その前に、今度はマルスラン自身が飛び出してきた。
「待て! いつまで自分を公爵令嬢と勘違いしているつもりかは知らんが、これは我が家の問題だ。貴様には関係ない。寄越せ!」
その狐のような狡猾な細面に、明らかに苛立ちと不快感が募っている。だがソランジュは、威圧も恐怖も失敗への不安も、毛ほども感じてはいなかった。
(この方、社交界での立ち回りというものをご存知ないのかしら)
社交界では、笑顔で嫌味を言い、裏の裏をかき、先の先を読んで口に油を塗っておかねばならない。そこで一番見せてはならないのは、本物の感情だ。

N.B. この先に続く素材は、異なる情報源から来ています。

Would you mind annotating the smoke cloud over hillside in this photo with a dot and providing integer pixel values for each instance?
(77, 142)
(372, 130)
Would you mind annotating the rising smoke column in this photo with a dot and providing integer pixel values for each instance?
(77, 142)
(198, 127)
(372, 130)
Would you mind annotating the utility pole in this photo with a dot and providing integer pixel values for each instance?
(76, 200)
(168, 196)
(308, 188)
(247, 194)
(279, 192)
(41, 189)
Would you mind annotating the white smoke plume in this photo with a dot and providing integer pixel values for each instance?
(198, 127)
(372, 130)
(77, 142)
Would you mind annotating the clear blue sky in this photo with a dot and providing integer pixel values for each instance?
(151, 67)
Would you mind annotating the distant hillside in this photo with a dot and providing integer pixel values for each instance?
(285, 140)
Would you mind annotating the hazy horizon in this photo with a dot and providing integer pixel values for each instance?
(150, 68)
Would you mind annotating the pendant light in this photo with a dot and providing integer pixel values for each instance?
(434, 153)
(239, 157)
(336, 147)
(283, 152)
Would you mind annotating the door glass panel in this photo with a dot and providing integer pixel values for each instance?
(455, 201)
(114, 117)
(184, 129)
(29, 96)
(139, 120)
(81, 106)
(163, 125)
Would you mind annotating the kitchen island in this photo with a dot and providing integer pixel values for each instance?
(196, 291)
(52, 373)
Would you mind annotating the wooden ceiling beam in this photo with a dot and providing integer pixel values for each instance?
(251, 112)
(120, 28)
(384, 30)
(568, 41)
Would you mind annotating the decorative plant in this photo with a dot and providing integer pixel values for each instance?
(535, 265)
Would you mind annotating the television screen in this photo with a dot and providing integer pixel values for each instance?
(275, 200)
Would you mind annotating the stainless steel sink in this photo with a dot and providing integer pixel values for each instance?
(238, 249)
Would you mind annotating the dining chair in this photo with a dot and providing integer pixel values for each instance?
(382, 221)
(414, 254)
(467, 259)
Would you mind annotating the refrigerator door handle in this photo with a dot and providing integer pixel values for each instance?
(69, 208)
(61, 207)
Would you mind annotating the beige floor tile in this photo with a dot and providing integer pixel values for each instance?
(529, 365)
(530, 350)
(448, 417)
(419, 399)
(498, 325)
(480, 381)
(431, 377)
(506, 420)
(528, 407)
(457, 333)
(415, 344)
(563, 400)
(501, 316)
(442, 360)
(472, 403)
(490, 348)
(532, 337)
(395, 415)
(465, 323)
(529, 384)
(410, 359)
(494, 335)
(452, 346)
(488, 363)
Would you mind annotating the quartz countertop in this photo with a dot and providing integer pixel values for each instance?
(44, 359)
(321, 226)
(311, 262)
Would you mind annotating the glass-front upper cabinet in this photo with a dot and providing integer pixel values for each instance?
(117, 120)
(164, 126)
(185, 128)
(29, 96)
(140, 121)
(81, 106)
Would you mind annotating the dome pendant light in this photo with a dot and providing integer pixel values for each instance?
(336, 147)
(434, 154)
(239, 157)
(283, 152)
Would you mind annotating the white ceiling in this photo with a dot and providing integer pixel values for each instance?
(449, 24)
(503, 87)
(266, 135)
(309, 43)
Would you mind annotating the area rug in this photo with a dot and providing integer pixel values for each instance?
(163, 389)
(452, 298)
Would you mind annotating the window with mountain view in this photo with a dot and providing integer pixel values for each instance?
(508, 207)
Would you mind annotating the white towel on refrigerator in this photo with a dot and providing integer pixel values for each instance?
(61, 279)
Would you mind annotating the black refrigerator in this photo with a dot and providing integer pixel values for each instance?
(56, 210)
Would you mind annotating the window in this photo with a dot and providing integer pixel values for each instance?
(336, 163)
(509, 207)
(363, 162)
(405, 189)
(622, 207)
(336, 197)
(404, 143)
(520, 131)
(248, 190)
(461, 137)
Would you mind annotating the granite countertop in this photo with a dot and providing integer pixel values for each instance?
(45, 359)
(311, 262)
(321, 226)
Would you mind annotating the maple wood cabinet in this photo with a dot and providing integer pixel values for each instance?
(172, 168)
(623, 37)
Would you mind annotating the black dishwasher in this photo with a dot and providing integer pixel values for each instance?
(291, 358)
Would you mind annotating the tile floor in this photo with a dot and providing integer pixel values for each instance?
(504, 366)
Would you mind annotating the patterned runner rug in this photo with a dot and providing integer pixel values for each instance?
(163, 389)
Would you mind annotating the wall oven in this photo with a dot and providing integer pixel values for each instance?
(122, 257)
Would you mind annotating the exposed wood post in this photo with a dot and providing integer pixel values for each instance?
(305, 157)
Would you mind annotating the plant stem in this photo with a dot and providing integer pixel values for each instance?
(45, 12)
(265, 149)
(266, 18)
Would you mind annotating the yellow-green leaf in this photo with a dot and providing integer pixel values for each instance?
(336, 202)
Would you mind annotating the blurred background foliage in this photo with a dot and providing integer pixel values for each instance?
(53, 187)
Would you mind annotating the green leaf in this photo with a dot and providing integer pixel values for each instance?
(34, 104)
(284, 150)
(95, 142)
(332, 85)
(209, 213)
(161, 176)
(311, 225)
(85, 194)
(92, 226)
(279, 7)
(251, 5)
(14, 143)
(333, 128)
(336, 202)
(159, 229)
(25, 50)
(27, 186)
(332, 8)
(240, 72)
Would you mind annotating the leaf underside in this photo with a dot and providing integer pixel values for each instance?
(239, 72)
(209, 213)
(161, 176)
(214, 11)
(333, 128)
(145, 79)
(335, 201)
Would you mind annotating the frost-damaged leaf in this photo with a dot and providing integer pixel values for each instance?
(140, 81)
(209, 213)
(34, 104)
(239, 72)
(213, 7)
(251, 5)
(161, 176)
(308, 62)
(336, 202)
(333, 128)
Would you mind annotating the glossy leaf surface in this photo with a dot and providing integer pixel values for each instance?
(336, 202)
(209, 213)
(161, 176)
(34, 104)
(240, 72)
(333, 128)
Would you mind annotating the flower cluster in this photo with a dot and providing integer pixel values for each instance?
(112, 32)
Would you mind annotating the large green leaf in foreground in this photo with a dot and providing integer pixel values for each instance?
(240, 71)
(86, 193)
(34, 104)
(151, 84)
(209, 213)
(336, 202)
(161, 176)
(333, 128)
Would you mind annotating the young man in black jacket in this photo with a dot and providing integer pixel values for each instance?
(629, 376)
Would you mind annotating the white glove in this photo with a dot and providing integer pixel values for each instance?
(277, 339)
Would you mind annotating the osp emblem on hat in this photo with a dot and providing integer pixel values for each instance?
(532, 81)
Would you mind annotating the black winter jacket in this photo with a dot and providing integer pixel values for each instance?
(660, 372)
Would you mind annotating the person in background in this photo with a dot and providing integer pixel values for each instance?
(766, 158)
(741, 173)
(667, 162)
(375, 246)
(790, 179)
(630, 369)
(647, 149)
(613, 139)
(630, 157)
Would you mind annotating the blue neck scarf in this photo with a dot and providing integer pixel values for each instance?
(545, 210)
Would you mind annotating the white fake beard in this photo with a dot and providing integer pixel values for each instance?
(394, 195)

だからこそ、ソランジュは何の勝機も策略もなくても、不敵に笑った。それは、豪華なドレスや高い化粧を上回って余りある、実に華やかな笑みだった。
「関係なら大いにありますわ。シャーリー嬢はわたくしが唯一兄と慕う叔父様が愛した方。その方が迫害されているのなら、助けるのが道理というものでしょう」
「……!」
その言葉に、マルスランが大きく目を見開く。
よもや、亡き王姉の忘れ形見であるソランジュと王弟テオフィルの関係を忘れていたとでも言うのだろうか。
詰めが甘くて笑ってしまう。
その笑みを、マルスランはやはり直球で受け取ったらしい。
「生意気な……!」
ギリリッと盛大に歯噛みして、マルスランが今度はソランジュの襟首を掴み上げた。
「ッ」
「お前を兄上の前に引きずり出してやる。一族の恥晒がこんな所でのうのうと生きていたと知れば、兄上も相応の罰をくれてやるだろう」
にぃやりと、マルスランが嫌らしい笑みを浮かべる。マルスランの平手が、再び高々と掲げられる。
多少の痛みぐらいは覚悟の上だと、奥歯を噛みしめる。
その視界に、白いものが大きく翻った。